Comments from priscianusjr

Showing 5 comments

priscianusjr
priscianusjr commented about Stone Theatre on Feb 26, 2011 at 8:20 pm

Thanks Fatman and peetgirl. Evidently the theatre I was looking for was the Liberty.
/theaters/27260/
They give the address as 61 Liberty Avenue. “It had a second entrance on Stone Avenue.”

priscianusjr
priscianusjr commented about Liberty Theatre on Nov 18, 2010 at 8:24 pm

It appears that the Liberty Theatre was open at least as early as 1918, and yes, they did show movies as well as stage productions. I was interested in the question because I was trying to decipher a poor-quality copy of WWI draft registration (dated Sept. 12, 1918) of a musician who at that time was employed at the Liberty Theater. I can’t say for sure, but it’s consistent with what I know of this musician that it was a Yiddish Theater at that time. The address is hard to read, but I’m sure it says “Stone Ave Brkyn.”
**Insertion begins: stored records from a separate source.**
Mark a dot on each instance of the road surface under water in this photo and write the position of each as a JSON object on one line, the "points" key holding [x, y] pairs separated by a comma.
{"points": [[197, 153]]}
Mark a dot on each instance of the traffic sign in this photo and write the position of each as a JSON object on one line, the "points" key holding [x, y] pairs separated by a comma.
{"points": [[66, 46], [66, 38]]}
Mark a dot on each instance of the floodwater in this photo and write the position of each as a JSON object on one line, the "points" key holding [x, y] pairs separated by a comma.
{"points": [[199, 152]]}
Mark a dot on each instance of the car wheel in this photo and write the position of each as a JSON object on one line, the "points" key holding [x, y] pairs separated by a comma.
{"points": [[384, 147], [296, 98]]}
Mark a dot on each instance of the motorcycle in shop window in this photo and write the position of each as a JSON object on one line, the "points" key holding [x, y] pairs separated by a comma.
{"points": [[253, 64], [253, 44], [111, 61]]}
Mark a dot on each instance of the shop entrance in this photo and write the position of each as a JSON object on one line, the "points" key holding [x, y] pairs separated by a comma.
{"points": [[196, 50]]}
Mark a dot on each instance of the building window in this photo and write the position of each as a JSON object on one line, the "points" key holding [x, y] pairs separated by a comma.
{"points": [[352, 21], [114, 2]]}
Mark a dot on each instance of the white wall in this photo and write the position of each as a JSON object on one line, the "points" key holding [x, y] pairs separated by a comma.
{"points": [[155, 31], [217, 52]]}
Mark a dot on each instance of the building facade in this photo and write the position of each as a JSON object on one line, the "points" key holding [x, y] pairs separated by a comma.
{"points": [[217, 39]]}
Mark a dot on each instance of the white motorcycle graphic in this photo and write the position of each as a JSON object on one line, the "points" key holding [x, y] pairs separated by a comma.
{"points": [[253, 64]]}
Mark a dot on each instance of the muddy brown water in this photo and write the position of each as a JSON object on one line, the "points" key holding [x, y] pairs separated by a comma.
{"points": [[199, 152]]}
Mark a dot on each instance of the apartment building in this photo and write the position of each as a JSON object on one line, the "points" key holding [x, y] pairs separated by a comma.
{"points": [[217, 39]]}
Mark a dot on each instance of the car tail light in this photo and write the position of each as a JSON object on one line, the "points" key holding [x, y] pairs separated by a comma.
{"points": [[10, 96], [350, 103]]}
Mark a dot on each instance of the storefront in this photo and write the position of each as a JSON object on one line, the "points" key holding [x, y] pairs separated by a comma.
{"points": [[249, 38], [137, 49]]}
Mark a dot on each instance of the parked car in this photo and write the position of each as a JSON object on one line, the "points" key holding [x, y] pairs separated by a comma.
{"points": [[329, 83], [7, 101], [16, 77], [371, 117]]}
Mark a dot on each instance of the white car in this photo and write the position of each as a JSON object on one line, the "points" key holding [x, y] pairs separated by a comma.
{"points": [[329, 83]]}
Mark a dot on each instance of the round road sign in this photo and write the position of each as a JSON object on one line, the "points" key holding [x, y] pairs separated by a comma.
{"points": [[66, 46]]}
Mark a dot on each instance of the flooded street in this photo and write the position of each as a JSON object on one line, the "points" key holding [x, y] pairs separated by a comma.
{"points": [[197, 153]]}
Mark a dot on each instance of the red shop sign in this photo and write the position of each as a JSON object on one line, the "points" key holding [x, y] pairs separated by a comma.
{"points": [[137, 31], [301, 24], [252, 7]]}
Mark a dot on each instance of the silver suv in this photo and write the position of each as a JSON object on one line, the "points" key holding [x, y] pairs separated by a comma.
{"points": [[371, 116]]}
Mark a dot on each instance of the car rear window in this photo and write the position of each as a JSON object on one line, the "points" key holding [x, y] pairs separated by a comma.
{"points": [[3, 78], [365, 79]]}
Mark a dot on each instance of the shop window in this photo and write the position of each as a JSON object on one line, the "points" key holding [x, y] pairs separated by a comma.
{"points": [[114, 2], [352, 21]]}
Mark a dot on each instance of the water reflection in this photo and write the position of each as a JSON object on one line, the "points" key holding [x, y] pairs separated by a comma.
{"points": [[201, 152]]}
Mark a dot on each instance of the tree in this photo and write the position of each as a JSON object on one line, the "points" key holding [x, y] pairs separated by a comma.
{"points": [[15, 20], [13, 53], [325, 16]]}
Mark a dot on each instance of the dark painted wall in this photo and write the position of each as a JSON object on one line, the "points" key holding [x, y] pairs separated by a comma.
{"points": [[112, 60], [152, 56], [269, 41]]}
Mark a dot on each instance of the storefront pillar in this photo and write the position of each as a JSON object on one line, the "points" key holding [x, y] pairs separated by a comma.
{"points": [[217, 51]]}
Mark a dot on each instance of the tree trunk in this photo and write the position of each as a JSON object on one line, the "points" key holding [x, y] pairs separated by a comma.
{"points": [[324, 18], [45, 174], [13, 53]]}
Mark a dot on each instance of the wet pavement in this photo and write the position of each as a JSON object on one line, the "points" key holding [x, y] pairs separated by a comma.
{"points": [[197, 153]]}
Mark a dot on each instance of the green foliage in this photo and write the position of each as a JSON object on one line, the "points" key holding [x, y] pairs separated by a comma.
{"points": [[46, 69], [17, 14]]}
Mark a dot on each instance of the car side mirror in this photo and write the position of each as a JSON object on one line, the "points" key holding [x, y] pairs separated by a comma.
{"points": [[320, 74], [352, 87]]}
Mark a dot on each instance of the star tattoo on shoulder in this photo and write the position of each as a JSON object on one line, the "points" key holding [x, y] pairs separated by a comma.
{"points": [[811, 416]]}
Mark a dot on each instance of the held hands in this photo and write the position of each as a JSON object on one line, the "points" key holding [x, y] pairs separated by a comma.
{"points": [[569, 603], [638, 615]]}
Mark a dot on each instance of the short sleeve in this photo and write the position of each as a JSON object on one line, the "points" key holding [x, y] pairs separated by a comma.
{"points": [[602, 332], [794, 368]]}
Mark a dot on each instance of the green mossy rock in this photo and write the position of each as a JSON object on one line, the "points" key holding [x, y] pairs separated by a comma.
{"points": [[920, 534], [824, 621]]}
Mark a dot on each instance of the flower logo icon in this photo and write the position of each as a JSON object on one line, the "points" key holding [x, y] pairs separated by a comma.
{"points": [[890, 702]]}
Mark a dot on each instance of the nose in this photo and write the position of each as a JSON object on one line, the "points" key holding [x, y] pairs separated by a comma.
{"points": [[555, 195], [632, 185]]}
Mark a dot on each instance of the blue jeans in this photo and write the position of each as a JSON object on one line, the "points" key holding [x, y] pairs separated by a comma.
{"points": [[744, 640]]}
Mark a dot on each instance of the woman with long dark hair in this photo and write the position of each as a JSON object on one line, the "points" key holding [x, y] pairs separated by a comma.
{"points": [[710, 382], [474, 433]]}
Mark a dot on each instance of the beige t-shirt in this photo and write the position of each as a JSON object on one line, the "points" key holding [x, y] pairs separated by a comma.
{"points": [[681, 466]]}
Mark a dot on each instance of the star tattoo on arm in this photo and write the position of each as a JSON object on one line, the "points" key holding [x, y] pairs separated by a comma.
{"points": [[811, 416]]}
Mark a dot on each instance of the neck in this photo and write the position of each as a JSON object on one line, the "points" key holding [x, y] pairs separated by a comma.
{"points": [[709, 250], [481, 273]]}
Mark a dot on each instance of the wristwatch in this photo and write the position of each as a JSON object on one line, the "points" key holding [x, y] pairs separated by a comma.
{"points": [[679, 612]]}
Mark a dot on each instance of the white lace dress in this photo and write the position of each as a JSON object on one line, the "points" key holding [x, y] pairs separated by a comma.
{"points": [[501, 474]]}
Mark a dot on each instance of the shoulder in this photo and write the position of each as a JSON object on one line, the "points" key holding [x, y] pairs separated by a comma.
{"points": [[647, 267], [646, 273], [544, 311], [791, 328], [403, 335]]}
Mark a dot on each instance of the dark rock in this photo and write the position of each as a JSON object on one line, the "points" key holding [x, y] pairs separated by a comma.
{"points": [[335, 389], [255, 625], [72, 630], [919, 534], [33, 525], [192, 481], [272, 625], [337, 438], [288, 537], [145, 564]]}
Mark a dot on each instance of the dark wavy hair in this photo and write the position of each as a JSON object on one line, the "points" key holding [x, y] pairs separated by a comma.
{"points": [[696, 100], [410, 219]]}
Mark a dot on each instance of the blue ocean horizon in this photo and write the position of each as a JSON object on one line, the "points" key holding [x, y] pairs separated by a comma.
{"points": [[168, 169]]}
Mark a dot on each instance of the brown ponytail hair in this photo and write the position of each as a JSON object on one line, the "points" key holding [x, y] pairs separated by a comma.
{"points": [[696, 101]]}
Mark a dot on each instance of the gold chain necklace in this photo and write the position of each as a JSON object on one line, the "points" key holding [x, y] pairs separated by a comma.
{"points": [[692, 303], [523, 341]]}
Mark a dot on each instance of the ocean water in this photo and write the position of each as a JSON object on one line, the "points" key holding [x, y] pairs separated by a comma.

Giuliana Bruno, in her book, Streetwalking on a Ruined Map (1993),
page 124, refers to Italian films shown in the 1920s “in Brooklyn at the Liberty Theater on Liberty and Stone avenues.”

priscianusjr
priscianusjr commented about National Theatre & Roosevelt Theatre on Apr 23, 2009 at 5:09 am

Note that the Independent subway line on East Houston Street was constructed only in the early 1930s. It began operation on September 10, 1932.
View link)

priscianusjr
priscianusjr commented about Vogue Theatre on Nov 18, 2008 at 2:04 pm

We lived on East 10th between L and M, right around the block. I remember when the Vogue closed. It sat there closed for a while before they did the alteration. A lot of theatres were closing in those days, but in our neighborhood the Midwood and the Elm survived. I’m quite sure the conversion to an old age home was done in the mid-1950s, not the early 1960s.

priscianusjr
priscianusjr commented about Stone Theatre on Jun 16, 2008 at 10:30 am

Giuliana Bruno, in her book, Streetwalking on a Ruined Map (1993), page 124, refers to Italian films shown “in Brooklyn at the Liberty Theater on Liberty and Stone avenues.” I was interested in the question because I was trying to decipher a poor-quality copy of WWI draft registration (Sept. 12, 1918) of a musician who at that time was employed at the Liberty Theater. That much is clear. The address is harder to read, but I’m sure it says “Stone Ave Brkyn.”